The previous post includes code for solving the equation
Hn = m
i.e. finding the value of n for which the nth harmonic number is the closest to m. It works well for small values of m. It works for large m in the sense that the solution is very close to m, but it’s not necessarily the best solution.
For example, set m = 100. The code returns
n = 15092688622113830917200248731913020965388288
and indeed for that value of n,
Hn − 100 ≈ 3 × 10−15
and that’s as much as we could hope for with IEEE 754 floats.
The approximation
n = exp(m −γ)
is very good for large values of m.

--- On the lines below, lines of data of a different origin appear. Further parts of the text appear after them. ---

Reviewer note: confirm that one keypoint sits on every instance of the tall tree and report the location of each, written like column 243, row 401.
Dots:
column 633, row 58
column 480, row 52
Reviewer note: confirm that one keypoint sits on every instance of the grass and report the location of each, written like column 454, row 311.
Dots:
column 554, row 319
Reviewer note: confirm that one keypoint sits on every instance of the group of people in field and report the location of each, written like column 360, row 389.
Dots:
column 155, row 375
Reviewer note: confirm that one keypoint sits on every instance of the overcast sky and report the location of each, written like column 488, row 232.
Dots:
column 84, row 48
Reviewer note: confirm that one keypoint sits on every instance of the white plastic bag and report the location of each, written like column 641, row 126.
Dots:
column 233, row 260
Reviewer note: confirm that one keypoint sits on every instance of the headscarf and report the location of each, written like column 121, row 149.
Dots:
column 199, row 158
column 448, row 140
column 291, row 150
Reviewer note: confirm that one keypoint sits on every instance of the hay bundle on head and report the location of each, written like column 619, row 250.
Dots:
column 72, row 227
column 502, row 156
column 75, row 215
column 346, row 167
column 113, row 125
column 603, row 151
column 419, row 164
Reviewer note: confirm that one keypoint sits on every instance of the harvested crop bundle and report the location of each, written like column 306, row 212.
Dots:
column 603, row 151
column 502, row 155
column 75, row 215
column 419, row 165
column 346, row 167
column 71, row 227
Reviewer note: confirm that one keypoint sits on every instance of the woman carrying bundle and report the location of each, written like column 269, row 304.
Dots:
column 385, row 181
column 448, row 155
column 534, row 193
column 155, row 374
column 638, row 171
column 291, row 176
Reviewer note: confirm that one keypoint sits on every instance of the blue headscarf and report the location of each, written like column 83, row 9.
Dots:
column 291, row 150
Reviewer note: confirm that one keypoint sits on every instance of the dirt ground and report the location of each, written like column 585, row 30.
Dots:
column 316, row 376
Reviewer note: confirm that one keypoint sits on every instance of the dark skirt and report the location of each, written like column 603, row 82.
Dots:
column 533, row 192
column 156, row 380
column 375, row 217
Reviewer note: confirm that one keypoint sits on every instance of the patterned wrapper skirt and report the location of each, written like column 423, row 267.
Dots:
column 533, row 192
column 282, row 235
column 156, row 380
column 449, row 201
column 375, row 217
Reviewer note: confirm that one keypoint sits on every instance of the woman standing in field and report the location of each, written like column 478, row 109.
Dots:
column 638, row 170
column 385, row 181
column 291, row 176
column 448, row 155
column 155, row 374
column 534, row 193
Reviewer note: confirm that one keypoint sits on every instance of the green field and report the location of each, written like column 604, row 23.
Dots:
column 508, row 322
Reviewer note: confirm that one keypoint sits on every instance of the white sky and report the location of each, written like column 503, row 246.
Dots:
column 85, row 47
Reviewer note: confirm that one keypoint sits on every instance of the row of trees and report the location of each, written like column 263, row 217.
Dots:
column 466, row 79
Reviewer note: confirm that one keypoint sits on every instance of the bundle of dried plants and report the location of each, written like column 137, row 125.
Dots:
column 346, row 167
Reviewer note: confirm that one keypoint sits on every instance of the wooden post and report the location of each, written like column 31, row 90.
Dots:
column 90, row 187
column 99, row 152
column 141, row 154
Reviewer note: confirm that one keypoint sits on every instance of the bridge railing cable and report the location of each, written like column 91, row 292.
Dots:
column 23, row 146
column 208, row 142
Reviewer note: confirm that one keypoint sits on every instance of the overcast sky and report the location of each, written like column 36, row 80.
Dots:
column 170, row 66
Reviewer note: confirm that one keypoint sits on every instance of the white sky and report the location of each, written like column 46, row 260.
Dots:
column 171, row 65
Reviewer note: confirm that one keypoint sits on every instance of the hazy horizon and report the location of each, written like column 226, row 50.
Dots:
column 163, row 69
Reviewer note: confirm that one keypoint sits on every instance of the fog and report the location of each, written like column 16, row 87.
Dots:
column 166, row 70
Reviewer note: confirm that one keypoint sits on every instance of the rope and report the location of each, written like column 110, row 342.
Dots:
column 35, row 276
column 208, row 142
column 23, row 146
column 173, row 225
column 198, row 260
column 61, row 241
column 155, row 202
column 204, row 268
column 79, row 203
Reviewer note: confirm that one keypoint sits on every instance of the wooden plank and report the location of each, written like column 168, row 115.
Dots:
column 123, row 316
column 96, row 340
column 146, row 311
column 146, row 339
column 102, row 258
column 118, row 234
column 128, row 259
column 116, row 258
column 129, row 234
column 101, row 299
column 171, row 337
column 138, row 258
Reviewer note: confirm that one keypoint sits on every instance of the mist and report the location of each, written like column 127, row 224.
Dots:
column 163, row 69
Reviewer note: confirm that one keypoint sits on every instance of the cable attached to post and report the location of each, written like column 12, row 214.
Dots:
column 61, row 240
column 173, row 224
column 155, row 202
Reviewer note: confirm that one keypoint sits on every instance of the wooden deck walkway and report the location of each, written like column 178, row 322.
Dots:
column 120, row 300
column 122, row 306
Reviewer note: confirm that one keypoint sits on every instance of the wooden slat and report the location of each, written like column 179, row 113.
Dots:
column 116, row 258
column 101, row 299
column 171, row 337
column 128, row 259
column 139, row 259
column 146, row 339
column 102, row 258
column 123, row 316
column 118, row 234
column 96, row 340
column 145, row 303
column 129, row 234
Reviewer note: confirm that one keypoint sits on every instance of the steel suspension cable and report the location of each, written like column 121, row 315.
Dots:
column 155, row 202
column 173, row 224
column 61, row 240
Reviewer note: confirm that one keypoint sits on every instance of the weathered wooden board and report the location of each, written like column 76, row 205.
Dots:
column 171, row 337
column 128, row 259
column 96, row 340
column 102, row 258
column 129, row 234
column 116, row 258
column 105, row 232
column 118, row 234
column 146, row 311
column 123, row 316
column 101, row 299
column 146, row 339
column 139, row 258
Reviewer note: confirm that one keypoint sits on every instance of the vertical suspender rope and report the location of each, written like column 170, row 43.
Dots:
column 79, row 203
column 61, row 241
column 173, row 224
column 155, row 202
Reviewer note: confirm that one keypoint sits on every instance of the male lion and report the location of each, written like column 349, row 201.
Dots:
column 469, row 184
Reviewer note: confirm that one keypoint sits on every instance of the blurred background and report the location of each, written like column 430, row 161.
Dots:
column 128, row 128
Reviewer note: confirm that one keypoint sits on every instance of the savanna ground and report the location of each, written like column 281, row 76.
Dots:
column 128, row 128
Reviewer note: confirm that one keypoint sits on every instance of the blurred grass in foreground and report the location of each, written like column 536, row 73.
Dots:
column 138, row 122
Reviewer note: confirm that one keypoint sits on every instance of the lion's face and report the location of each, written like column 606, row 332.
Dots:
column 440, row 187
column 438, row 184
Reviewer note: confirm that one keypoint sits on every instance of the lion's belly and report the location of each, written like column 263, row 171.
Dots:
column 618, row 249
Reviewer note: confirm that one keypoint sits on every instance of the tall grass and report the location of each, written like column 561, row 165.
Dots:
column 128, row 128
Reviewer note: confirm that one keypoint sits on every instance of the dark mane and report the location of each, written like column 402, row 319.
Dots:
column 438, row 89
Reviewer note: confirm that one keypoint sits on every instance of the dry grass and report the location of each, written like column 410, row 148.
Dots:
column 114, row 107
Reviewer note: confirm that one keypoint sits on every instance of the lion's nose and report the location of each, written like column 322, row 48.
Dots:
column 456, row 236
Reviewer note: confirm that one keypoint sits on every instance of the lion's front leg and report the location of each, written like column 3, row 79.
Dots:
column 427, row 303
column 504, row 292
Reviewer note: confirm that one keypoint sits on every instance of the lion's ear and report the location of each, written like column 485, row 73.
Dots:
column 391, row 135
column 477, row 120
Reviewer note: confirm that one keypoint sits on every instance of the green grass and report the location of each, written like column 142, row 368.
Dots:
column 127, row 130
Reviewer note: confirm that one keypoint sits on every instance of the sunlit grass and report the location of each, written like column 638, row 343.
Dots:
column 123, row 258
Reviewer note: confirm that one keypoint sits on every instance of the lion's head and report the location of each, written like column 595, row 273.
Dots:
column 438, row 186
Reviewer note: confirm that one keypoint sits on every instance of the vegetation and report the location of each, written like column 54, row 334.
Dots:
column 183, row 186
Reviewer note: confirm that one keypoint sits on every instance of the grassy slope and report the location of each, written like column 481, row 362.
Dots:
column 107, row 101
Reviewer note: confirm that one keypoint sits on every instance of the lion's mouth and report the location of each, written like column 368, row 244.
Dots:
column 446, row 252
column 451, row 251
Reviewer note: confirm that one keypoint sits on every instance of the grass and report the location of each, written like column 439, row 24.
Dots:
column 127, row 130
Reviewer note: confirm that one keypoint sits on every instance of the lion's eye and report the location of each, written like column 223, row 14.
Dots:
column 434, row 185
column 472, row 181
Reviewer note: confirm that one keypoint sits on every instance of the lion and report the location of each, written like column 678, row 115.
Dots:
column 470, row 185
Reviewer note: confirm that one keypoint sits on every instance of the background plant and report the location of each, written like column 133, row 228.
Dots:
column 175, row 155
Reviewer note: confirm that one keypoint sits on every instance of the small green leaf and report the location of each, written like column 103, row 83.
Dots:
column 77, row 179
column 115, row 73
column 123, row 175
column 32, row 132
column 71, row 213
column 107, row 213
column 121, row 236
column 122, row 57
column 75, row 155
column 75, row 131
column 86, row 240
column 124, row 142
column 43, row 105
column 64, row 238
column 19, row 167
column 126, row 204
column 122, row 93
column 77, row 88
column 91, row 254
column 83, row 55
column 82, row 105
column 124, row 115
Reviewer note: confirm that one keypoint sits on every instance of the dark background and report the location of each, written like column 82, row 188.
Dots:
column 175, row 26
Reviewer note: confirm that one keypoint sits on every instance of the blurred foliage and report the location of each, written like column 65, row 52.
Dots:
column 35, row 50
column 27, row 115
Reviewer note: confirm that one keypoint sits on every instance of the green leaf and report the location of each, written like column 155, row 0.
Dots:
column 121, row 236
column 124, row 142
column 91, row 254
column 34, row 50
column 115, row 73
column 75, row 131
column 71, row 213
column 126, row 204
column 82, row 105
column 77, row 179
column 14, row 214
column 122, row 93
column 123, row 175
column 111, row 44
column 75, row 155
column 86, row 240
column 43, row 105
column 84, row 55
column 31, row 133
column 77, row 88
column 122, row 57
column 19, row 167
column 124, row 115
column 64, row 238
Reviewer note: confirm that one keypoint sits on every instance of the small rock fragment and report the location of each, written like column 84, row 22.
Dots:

Using Mathematica we can find the exact value of n.
f[n_] := Log[n] + EulerGamma + 1/(2 n) - 1/(12 n^2) n = Floor[Exp[100 - EulerGamma]]; N[f[n], 50] 100.00000000000000000000000000000000000000000000900 N[f[n - 1], 50] 99.999999999999999999999999999999999999999999942747
So
n = 15092688622113788323693563264538101449859497
A similar process can find the solution to
Hn = 1000
is
n = 110611511026604935641074705584421138393028001852577373936470952377218354575172401275457597579044729873152469512963401398362087144972181770571895264066114088968182356842977823764462179821981744448731785408629116321919957856034605877855212667092287520105386027668843119590555646814038787297694678647529533718769401069269427475868793531944696435696745559289326610132208504257721469829210704462876574915362273129090049477919400226313586033
In case you’re wondering whether my function for computing harmonic numbers is accurate enough, it’s actually overkill, with error O(1/120n4).